The Atchafalaya Basin also serves as an excellent stage and important habitat for capturing and banding birds for the Monitoring Avian Productivity and Survivorship, or MAPS, program each year that the LDWF participates in. MAPS monitoring helps avian biologists by providing critical population and bird distribution estimates, which becomes vital information for conservation and management efforts.

Each spring through summer, Seymour and a group of technicians, typically graduate students, set up mist nets to capture and band birds in the basin. The nets are set up in pairs at three different sites, then opened and checked simultaneously after a prescribed time period to compare data. Additionally, the captures are completed in different timber harvests and natural areas

Unlike waterfowl, where biologists know the birds they are targeting to band, Seymour refers to his studies as captures because of the number he and his technicians release and don’t band.

“Some of the larger birds we catch, we don’t carry bands for, and so we just don’t band them,” Seymour said. “That’s why I say capture.

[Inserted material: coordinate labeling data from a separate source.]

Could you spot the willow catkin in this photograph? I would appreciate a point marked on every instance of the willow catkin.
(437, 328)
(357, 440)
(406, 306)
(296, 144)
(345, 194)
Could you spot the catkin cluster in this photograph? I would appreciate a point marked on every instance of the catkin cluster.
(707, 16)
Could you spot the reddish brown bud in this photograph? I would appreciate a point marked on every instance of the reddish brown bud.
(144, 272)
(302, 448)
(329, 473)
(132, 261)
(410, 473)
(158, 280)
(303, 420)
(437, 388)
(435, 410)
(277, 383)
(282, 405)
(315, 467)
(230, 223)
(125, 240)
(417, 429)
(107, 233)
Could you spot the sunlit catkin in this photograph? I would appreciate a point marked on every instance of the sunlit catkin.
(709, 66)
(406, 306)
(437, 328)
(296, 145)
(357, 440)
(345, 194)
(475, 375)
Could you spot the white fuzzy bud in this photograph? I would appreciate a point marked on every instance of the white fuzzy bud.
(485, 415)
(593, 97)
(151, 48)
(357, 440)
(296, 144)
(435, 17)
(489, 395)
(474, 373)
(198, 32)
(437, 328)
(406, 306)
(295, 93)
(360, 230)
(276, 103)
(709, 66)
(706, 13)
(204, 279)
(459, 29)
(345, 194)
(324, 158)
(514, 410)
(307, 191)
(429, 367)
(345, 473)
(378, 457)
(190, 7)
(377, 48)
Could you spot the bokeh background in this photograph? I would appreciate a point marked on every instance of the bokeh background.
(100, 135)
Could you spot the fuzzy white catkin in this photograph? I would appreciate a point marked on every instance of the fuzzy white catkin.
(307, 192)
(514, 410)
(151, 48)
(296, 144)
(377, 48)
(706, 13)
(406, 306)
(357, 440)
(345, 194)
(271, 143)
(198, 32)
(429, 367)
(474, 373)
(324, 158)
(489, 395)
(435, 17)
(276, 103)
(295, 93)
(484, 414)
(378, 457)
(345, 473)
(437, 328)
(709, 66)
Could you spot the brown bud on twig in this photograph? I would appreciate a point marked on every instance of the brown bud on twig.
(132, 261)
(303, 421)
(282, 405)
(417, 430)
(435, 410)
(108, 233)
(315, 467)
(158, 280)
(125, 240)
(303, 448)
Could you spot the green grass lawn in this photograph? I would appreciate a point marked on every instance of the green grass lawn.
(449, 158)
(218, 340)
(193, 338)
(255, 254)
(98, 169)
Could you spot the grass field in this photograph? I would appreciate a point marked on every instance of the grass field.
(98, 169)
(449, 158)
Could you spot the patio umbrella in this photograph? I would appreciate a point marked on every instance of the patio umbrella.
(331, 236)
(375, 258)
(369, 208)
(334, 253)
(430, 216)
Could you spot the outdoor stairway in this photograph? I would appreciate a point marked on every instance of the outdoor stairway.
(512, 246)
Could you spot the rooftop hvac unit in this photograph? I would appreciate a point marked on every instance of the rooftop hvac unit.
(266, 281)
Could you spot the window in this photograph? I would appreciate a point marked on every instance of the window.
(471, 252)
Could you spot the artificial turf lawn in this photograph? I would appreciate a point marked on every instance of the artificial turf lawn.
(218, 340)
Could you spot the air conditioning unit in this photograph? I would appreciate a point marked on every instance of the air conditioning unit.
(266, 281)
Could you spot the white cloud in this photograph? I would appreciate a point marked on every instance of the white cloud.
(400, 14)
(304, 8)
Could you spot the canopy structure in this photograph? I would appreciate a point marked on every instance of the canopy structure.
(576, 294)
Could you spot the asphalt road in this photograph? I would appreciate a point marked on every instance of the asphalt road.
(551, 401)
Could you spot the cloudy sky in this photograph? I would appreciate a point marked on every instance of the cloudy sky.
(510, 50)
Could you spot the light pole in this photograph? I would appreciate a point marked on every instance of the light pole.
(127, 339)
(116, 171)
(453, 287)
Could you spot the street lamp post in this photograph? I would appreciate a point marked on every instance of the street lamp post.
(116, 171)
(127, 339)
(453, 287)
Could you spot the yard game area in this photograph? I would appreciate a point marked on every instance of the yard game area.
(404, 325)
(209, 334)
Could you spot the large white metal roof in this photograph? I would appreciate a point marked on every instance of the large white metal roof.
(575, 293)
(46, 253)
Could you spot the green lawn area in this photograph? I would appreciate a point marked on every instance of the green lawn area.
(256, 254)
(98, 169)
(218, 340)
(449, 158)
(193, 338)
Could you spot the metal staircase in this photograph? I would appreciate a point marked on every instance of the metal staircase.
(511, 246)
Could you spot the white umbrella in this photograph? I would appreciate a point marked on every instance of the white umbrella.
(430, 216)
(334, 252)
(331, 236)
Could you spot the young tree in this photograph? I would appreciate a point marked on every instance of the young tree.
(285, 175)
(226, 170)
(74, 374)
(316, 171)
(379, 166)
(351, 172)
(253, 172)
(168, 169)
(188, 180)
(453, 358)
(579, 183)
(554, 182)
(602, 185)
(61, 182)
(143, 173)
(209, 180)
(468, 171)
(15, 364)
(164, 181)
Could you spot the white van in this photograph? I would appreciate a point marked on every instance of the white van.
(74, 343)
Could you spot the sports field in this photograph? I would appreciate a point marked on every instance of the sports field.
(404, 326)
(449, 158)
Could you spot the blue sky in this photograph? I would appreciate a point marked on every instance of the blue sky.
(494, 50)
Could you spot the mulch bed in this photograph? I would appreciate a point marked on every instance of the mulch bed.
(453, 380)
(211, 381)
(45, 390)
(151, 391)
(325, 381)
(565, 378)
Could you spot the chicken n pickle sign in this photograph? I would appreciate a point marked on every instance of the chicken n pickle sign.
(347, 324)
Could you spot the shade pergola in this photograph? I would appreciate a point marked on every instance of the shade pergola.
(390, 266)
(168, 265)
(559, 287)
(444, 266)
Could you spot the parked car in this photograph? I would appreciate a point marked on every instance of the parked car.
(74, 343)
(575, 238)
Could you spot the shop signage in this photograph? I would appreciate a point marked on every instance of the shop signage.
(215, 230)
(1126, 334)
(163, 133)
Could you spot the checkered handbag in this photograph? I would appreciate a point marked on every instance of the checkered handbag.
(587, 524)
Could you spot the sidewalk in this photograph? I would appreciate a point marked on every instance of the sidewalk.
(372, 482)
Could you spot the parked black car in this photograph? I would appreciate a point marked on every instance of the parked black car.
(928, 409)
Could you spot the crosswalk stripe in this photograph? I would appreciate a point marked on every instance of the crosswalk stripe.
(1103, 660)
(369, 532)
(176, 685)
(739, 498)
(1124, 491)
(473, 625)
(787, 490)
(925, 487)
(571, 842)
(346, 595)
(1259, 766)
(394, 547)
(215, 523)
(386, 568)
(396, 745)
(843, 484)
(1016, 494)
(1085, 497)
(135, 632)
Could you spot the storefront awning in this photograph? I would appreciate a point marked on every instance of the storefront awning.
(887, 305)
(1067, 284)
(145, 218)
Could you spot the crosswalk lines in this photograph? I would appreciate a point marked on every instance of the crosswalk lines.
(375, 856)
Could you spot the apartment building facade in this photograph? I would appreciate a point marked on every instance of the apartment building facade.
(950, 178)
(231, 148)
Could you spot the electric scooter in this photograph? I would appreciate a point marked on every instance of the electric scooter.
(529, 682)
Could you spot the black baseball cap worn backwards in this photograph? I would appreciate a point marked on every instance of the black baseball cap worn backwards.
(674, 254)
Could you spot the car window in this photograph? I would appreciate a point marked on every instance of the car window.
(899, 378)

Hummingbirds, you also need a special permit for. When they get caught, they’re released immediately, so they don’t get stressed out. But, we band around 2,800 captures each year.”

Besides waterfowl, most locals know and are familiar with common flocking winter birds, such as swallows and robins. But, other winter birds hanging around until spring include golden-crowned and ruby-crowned kinglets, yellow-rump warblers, myrtle warblers and blue gray gnatcatchers.

Neotropics arriving in the spring can be breathtaking. Novice birdwatchers will become speechless at the first glimpse through a pair of binoculars or camera lens of a prothonotary warbler, indigo or painted bunting.

Bayou Teche National Wildlife Refuge, Lake Martin Bird Sanctuary, Sherburne Wildlife Management Area, Bird City at Jungle Gardens on Avery Island and Jefferson Island are all places within close driving distance of St. Mary Parish.

Neotropical migrants move into and through the Atchafalaya Basin beginning in mid-March to mid-May. Wintering birds tend to leave between early April and early May. It’s during this period where good birders can generate daily lists of more than 125 birds that include migrant, wintering and residential birds. Checklists are available at www.birding.com.

With March and April the prime months to enjoy bird watching, the beauty of the basin rests at the doorsteps of St. Mary, where each spring brings a symphony and majestic display for all to see.